Department of Biomedical Systems Informatics and Brain Korea 21 PLUS Project for Medical Science, Yonsei University College of Medicine, Seoul, 03722, South Korea.
Genome Biol. 2019 Nov 11;20(1):231. doi: 10.1186/s13059-019-1849-2.
Patient-derived xenograft and cell line models are popular models for clinical cancer research. However, the inevitable inclusion of a mouse genome in a patient-derived model is a remaining concern in the analysis. Although multiple tools and filtering strategies have been developed to account for this, research has yet to demonstrate the exact impact of the mouse genome and the optimal use of these tools and filtering strategies in an analysis pipeline.
We construct a benchmark dataset of 5 liver tissues from 3 mouse strains using human whole-exome sequencing kit. Next-generation sequencing reads from mouse tissues are mappable to 49% of the human genome and 409 cancer genes. In total, 1,207,556 mouse-specific alleles are aligned to the human genome reference, including 467,232 (38.7%) alleles with high sensitivity to contamination, which are pervasive causes of false cancer mutations in public databases and are signatures for predicting global contamination. Next, we assess the performance of 8 filtering methods in terms of mouse read filtration and reduction of mouse-specific alleles. All filtering tools generally perform well, although differences in algorithm strictness and efficiency of mouse allele removal are observed. Therefore, we develop a best practice pipeline that contains the estimation of contamination level, mouse read filtration, and variant filtration.

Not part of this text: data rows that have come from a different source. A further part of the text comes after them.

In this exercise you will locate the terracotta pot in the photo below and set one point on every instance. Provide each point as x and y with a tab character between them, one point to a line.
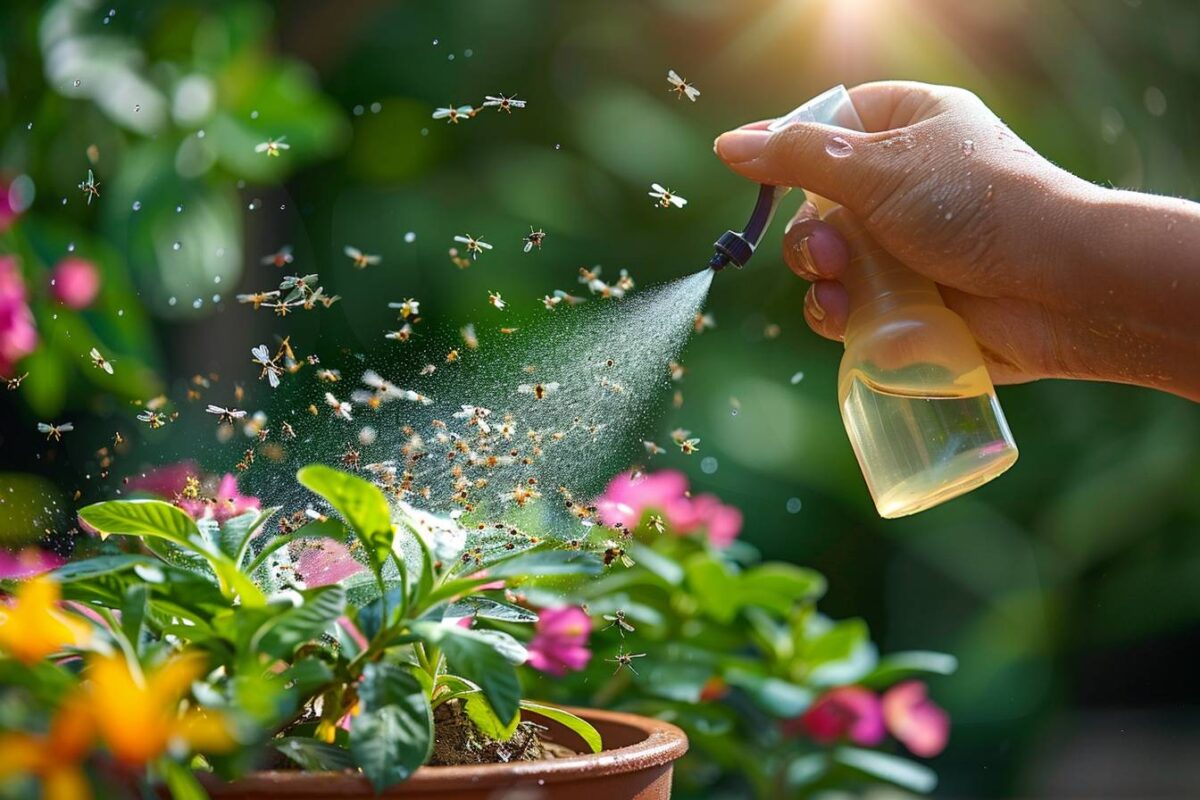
635	764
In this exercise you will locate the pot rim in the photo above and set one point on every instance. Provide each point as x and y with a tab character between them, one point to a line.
664	744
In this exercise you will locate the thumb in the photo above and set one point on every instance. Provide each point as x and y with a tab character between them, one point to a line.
847	167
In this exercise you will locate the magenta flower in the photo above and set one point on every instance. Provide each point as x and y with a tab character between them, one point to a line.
627	499
561	643
27	563
18	335
75	282
331	564
171	482
919	723
844	713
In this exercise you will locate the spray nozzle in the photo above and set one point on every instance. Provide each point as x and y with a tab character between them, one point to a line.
832	107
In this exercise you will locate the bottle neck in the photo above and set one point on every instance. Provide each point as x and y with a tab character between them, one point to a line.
877	283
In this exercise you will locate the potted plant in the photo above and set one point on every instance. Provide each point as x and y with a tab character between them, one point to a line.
318	656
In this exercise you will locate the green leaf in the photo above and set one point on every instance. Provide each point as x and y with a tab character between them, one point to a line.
489	608
589	735
779	698
180	781
478	659
394	733
364	507
282	633
235	533
481	713
898	666
885	767
315	756
142	518
133	612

The inclusion of mouse cells in patient-derived models hinders genomic analysis and should be addressed carefully. Our suggested guidelines improve the robustness and maximize the utility of genomic analysis of these models.
患者来源的异种移植和细胞系模型是临床癌症研究中常用的模型。然而,在分析中不可避免地包含了小鼠基因组,这仍然是一个令人关注的问题。尽管已经开发了多种工具和过滤策略来解决这个问题,但研究尚未证明小鼠基因组的确切影响,以及在分析管道中最佳使用这些工具和过滤策略。

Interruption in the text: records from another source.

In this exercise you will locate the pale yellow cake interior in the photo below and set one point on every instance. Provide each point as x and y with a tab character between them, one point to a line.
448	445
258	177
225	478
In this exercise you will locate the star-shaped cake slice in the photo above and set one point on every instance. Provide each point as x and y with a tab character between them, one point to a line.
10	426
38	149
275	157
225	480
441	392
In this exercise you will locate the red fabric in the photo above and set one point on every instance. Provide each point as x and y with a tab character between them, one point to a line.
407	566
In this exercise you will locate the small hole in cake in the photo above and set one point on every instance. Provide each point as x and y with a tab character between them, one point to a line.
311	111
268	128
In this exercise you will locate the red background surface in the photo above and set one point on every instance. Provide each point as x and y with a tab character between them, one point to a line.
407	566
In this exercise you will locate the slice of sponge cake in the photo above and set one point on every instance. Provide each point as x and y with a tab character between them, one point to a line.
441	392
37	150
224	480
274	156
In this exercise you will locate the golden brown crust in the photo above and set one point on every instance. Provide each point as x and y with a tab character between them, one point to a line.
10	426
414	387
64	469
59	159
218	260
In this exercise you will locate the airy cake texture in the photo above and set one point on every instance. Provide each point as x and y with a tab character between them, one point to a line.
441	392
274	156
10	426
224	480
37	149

我们使用人类全外显子测序试剂盒构建了 3 个小鼠品系 5 个肝组织的基准数据集。来自小鼠组织的下一代测序reads 可映射到人类基因组的 49%和 409 个癌症基因。总共,1207556 个小鼠特异性等位基因与人类基因组参考序列对齐,包括 467232 个(38.7%)具有高污染敏感性的等位基因,这些等位基因是公共数据库中假癌症突变的普遍原因,也是预测全局污染的特征。接下来,我们评估了 8 种过滤方法在过滤小鼠reads 和减少小鼠特异性等位基因方面的性能。所有过滤工具通常表现良好,尽管观察到算法严格性和去除小鼠等位基因的效率存在差异。因此,我们开发了一种最佳实践管道,其中包含污染水平估计、小鼠 read 过滤和变异过滤。
患者来源模型中包含的小鼠细胞阻碍了基因组分析,应谨慎处理。我们提出的指南提高了这些模型的基因组分析的稳健性和最大利用价值。